Tuesday, August 14, 2012

Six New Fredos

Fredo, you're nothing to me now. You're not a brother, you're not a friend. I don't want to know you or what you do.

- Michael Corleone, The Godfather, Part II (1974)
On Friday, six Democratic Party of Japan members of the House of Councillors voted against the ittai kaikaku reform bills, including the bill raising the consumption tax. These six defectors are new, not a part of the 12 DPJ members who left the party to join Ozawa Ichiro's People's Life First Party (33 days since its founding and still no party website) or the 3 who left to form the Green Wind caucus.

The six are:

Tokunaga Eri (Hokkaido district seat, elected in 2010)
Mito Masashi (Kanagawa district seat, elected in 2007)
Uematsu Emiko (Kagawa district seat, elected 2007)
Okubo Yukishige (Nagasaki district seat, elected 2007)
Arita Yoshibu (proportional list seat, elected 2010)
Tashiro Kaoru (proportional list seat, elected 2010)

Mito, Uematsu and Okubo face reelection next year,. The other members are in for the long haul. Like House of Representatives member Kawauchi Hiroshi, all six really belong inside the LF. However, they are far more useful to Ozawa as fifth columnists inside the DPJ. Through them he can still influence DPJ policies, even though he himself is no longer inside the DPJ.

The six cannot be expelled or even severely reprimanded. After the defections to the LF and the Green Wind in July, the DPJ is left with 85 members in its House caucus, only one member more than the Liberal Democratic Party. Were the six traitors of Friday to leave the DPJ, the party would fall to the #2 rank in the House, losing the majority of committee chairmanships and most likely the position of President of the House.

Ozawa knows the DPJ's loss of control of the House's chairmanships would eliminate his ability to influence politics. It should surprise no one that he has his acolytes remain inside the DPJ House of Councillors caucus.

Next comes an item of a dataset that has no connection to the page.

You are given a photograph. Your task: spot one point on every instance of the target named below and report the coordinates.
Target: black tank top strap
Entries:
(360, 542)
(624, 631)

Speaking of disobedience, the LDP has decided upon the punishments to be meted out to the seven of its members of its House of Representatives delegation who defied orders to abstain from voting on the no confidence motion against the Noda Cabinet. The seven will receive reprimands, the second strongest of the eight levels of punishment the party can mete out to its members. (J)

This slap on the wrist is surprising, as one of the sinners, Nakagawa Hidenao, was served with a six-month suspension of all party privileges for having abstained from the June House of Representatives vote on the consumption tax.

The leadership had solid reasons to be lenient. The participation of Shiozaki Yasuhisa in the mini-mutiny was a transparent threat of a greater hard-right rebellion against Machimura faction leader Machimura Nobutaka for his milquetoast leadership and his support of LDP president Tanigaki Sadakazu. A severe punishment could also push Koizumi Shinjiro to run in the next election as an independent, an outcome the LDP is desperate to avoid. Koizumi the Younger (Koizumi IV) is, as Okumura Jun has put it, the LDP’s Chosen One, the prophesied future leader of the party.

It would furthermore be the height of hypocrisy for the LDP to punish the seven for voting for a no confidence motion only a day after Tanigaki and the LDP leadership abandoned plans to submit their own no confidence motion.

So the six DPJ House of Councillors and the seven LDP House of Representatives members, traitors to the party line each and every one, are virtually untouchable.

The weak responses by both the party leaderships presages further breakdowns in party discipline. An inability to get a straight answer from the LDP will endanger Prime Minister Noda’s plan to squeeze the LDP into voting for the bill authorizing the issuance of new bonds. The LDP leadership is eager for a quick deal on a redistricting bill – a necessity as the dissolution of the House and the calling for new elections would plunge the country into an irrevocable extra-constitutional state. However, if the LDP cannot guarantee party unity on the bond bill, it is of little use to the DPJ as a negotiating partner.

Of course, what can be said of the LDP applies equally, if not more so, to the DPJ. True to the nature of its former leader Ozawa, who recruited the majority of the DPJ’s serving Diet members, party members seem to have only the weakest of understandings of the fundamental importance of loyalty to the party. Disagreements over policy have thus led to a splintering of the party, not along the ideological lines the pundits predicted three years ago, but on the degree of loyalty to Ozawa the person.

Later - This post has been edited for clarity.